Lo sceicco Balarabi Daud, imam della Grande moschea di Jos, condivide l’analisi dell’arcivescovo Kaigama: “Non è una questione di religione ma di diritti politici. Qui i musulmani sono cittadini di seconda classe: i nostri figli non trovano lavoro, non hanno accesso all’istruzione superiore e finiscono in strada, facile preda della propaganda estremista e di politici senza scupoli”. Con pochi naira, dice l’imam, Boko Haram può reclutare un kamikaze tra gli al-majiri, “i discepoli” della tradizione Hausa: ragazzini-mendicanti di 12-14 anni usciti dalle scuole coraniche. Ma anche tra i cristiani alligna il fanatismo. La chiesa ufficiale è in difficoltà di fronte alla proliferazione delle sette evangeliche più intolleranti, dei “pastori” che predicano la violenza e dei movimenti millenaristici che promettono – spesso in cambio di denaro – redenzione ultraterrena e riscatto da un’abissale miseria.

In Nigeria, che pur essendo l’ottavo esportatore di greggio al mondo, il primo produttore africano e il terzo fornitore degli Stati Uniti deve importare la benzina, il 70 per cento della popolazione vive con meno di un dollaro al giorno: gli oltre 380 miliardi di dollari in royalties petrolifere incassati in 40 anni dal governo federale sono stati sperperati o rubati da una nomenklatura tra le più corrotte del pianeta. Negli stati del delta del Niger, che galleggiano su un oceano di oro nero, gli indigenti al di sotto della linea della povertà sono raddoppiati nell’ultimo ventennio. Non stupisce che si siano moltiplicati i gruppi armati, come il Mend (Movimento per l’emancipazione del delta del Niger), da anni impegnati in un conflitto a bassa intensità contro le multinazionali del petrolio: attaccano gli oleodotti e le piattaforme off-shore, prendono in ostaggio i tecnici stranieri, ingaggiano sanguinosi scontri con la polizia e l’esercito.

A Jos, dove le uniche fabbriche sono un impianto per l’imbottigliamento della Coca Cola e uno stabilimento alimentare di proprietà libanese, i disoccupati si arrangiano vendendo burukuntu, la birra di sorgo, o spezzandosi la schiena nelle cave di stagno abbandonate dove centinaia di minatori informali rischiano la pelle per estrarre dai pozzi la nuova manna africana: coltan (columbite-tantalite), il minerale strategico dell’industria elettronica.

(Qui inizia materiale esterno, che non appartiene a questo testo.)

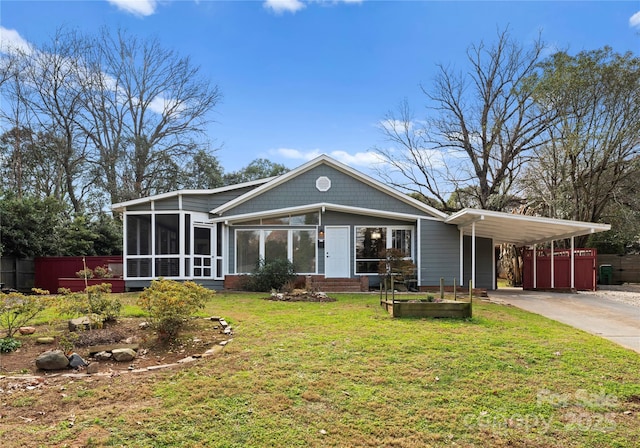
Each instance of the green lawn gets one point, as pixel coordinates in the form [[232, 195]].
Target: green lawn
[[346, 374]]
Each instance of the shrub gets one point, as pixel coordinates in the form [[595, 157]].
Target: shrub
[[96, 301], [170, 303], [8, 345], [271, 275], [16, 310]]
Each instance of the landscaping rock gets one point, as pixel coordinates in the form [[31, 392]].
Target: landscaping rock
[[76, 361], [111, 347], [123, 354], [52, 360], [80, 323], [102, 356]]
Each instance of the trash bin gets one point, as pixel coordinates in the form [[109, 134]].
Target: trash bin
[[606, 274]]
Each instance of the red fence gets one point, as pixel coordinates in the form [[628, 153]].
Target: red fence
[[585, 269], [49, 271]]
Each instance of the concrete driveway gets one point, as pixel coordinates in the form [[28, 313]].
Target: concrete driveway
[[618, 322]]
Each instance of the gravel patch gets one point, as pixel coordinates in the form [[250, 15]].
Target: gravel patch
[[627, 293]]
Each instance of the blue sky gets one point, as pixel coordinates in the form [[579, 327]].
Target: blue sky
[[301, 78]]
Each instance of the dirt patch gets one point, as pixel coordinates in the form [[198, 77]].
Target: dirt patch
[[199, 336]]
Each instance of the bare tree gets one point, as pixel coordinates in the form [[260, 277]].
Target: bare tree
[[44, 99], [483, 127], [147, 108], [593, 147]]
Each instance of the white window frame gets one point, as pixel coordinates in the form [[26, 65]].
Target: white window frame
[[261, 249], [389, 230]]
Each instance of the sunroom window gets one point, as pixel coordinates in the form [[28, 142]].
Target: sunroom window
[[298, 246], [371, 244]]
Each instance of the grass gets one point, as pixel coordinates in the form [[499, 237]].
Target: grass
[[346, 374]]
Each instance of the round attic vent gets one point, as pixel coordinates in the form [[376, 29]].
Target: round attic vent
[[323, 183]]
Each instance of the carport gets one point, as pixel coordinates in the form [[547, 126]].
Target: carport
[[523, 231]]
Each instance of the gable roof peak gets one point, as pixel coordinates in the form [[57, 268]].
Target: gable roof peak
[[324, 159]]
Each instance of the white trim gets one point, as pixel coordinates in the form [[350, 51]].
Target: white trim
[[535, 267], [389, 229], [473, 254], [326, 206], [350, 258], [573, 264], [324, 159], [261, 248], [461, 257], [521, 229], [494, 277], [418, 256], [120, 206]]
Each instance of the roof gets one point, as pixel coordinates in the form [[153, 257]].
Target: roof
[[324, 159], [320, 206], [520, 229], [120, 206]]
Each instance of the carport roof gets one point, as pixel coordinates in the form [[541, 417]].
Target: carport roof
[[520, 229]]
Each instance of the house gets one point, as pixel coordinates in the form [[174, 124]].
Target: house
[[330, 220]]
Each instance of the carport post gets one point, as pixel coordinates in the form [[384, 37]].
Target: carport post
[[535, 267], [461, 257], [473, 252], [573, 264], [553, 269]]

Priscilla, 30 anni e 4 figli, è alla testa di una squadra di cinque scavatori. Ha cominciato da bambina, con suo padre, e sa riconoscere a prima vista la qualità del metallo: non si lascia fregare dai compratori cinesi e tutti la rispettano. Lavora sette giorni su sette, dall’alba al tramonto, con le gambe nell’acqua di lavaggio, setacciando e riempiendo sacchi di sabbia rossastra. “A 40 anni” dice “sarò finita. Ma posso mandare i miei figli a scuola. Lo giuro su Dio: loro non metteranno mai piede nei pozzi”.